Bullying, intolerance toward gay teens must end


University of Kentucky student Shannon Frazer, pictured in the Kernel office on 10/14/09. Photo by Ed Matthews

Column by Shannon Frazer. E-mail

Bullying is never O.K., no matter what.

But the latest hike in suicides among gay teens has brought the gay bullying issue to national attention.

In the past month, Americans have had the misfortune of learning through tragedy about this bullying surge through newspaper headlines.

For instance, 13-year-old Seth Walsh hung himself in his Tehachapi, Calif., backyard after his peers taunted him endlessly at school.

Tyler Clementi, an 18-year-old Rutgers University student, jumped off the George Washington Bridge after his roommate ousted him for being gay via the Internet.

Fifteen-year-old Billy Lucas reportedly faced ongoing verbal abuse as a gay student and hung himself Sept. 9.

And 13-year-old Asher Brown, Texas native, shot himself after facing ongoing taunting at his middle school.

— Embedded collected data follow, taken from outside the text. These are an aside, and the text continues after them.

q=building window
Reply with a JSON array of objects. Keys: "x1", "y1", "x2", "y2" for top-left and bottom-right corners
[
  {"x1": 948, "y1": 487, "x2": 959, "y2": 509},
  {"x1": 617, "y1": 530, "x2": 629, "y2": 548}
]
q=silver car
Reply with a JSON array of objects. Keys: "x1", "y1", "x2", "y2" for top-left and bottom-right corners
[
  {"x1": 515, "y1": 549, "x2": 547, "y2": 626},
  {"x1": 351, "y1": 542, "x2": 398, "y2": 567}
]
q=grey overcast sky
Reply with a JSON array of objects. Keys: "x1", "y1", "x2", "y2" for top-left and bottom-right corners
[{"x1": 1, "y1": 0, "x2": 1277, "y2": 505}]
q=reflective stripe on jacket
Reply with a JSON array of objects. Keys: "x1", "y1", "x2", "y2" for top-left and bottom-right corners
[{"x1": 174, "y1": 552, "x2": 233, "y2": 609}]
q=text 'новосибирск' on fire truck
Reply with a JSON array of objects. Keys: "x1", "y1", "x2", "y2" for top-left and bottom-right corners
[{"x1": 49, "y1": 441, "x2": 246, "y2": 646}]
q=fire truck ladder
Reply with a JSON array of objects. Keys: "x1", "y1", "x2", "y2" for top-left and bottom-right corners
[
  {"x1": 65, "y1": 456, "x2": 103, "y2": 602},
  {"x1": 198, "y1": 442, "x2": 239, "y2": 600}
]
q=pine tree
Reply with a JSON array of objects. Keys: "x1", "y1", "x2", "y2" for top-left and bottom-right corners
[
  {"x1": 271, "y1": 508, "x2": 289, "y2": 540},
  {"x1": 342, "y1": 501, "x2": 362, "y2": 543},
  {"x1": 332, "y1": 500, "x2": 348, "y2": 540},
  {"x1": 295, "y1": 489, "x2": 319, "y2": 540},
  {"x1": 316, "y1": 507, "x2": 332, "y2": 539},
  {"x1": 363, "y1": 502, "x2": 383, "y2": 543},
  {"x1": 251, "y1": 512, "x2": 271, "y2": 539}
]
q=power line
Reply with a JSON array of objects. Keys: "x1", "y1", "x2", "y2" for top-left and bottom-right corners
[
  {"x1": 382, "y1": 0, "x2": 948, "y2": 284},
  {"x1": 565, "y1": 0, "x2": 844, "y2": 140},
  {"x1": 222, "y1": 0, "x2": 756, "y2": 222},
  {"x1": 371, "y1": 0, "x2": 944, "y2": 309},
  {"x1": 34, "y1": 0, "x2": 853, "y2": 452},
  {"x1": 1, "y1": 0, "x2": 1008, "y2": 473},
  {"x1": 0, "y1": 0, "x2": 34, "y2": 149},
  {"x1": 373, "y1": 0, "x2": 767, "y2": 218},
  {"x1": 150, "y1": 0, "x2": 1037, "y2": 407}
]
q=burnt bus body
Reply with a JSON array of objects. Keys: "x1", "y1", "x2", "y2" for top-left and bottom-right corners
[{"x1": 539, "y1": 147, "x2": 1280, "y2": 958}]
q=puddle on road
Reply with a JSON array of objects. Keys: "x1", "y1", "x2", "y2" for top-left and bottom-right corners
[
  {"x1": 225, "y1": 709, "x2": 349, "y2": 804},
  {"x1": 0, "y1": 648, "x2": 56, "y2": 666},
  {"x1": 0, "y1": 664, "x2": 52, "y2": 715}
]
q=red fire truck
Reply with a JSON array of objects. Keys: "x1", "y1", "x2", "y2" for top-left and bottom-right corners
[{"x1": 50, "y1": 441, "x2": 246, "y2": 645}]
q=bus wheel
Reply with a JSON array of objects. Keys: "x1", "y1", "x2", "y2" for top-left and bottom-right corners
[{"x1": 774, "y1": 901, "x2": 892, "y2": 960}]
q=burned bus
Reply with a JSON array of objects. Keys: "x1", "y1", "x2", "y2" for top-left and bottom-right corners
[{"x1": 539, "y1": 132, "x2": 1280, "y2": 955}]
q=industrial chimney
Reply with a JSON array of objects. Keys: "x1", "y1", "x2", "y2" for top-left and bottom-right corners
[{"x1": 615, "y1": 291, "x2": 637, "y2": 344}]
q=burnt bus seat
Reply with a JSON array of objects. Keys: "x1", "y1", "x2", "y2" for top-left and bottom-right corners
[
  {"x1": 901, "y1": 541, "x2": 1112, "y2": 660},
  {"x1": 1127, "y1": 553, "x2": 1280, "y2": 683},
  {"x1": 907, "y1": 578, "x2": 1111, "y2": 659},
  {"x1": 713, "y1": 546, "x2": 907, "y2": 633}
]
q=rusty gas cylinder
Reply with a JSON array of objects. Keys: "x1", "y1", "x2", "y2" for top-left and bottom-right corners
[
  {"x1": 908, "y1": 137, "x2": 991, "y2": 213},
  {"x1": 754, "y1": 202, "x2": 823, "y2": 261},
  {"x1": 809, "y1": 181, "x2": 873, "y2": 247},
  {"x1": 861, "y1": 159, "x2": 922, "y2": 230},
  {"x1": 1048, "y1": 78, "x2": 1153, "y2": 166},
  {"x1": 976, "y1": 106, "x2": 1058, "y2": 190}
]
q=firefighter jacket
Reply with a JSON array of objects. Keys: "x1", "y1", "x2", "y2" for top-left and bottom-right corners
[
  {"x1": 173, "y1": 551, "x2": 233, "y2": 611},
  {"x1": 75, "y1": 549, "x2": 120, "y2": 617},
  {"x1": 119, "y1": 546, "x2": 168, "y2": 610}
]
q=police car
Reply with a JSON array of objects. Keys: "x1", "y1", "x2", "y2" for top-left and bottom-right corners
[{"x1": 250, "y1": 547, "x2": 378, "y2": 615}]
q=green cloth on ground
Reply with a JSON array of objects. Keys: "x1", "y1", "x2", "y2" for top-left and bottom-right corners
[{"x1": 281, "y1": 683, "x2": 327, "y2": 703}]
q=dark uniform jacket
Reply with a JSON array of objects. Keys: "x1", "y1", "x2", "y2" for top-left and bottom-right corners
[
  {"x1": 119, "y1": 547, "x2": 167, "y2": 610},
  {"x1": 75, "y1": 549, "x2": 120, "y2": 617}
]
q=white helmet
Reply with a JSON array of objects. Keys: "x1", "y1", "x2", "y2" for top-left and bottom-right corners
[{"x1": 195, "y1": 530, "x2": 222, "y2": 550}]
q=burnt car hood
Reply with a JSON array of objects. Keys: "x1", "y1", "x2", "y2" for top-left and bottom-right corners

It’s devastating to realize that it took these publicized suicides to bring this topic to the forefront.

What’s more devastating, though, is that the suicides were preventable. The wall of intolerance prevalent in American society is to blame.

Famed gay comedian Ellen DeGeneres recently addressed this issue in a message for all Americans.

In her speech, she said, “This needs to be a wake-up call to everyone that teenage bullying and teasing is an epidemic in this country, and the death rate is climbing. One life lost in a senseless way is tragic, four lives lost is a crisis.”

I couldn’t agree more.

According to an Oct. 3 New York Times article, gay activists have recognized the need for federal officials to step in.

“This is a moment where every one of us — parents, teachers, students, elected officials and all people of conscience — needs to stand up and speak out against intolerance in all its forms,” Arne Duncan, U.S. Secretary of Education, said Friday.

While efforts expand nationwide, local concerns remain unaddressed.

In my experience, the most troubling display of this intolerance comes from the preachers that deliver their anti-gay messages in the free speech area outside of the UK Student Center. Even though the taunts aren’t directed at me, I’m still offended and confused why preachers feel the need to call out against — and ultimately judge — students.

Personally, I think it’s inappropriate to express intensified and pointed hate toward a particular group, whether a person agrees or disagrees with that group’s message.

Even if homosexuality is against these preachers’ beliefs, if a mere difference in perspectives is justification for constant torment, then I don’t understand their argument. Sexual orientation is not a legitimate cause for verbal abuse.

More people need to stand up against this intolerance, no matter their stance on gay issues. They should learn to have the heart to appreciate and value others’ lives as much as their own. Ideologies may differ but should never be exploited, especially by invective means.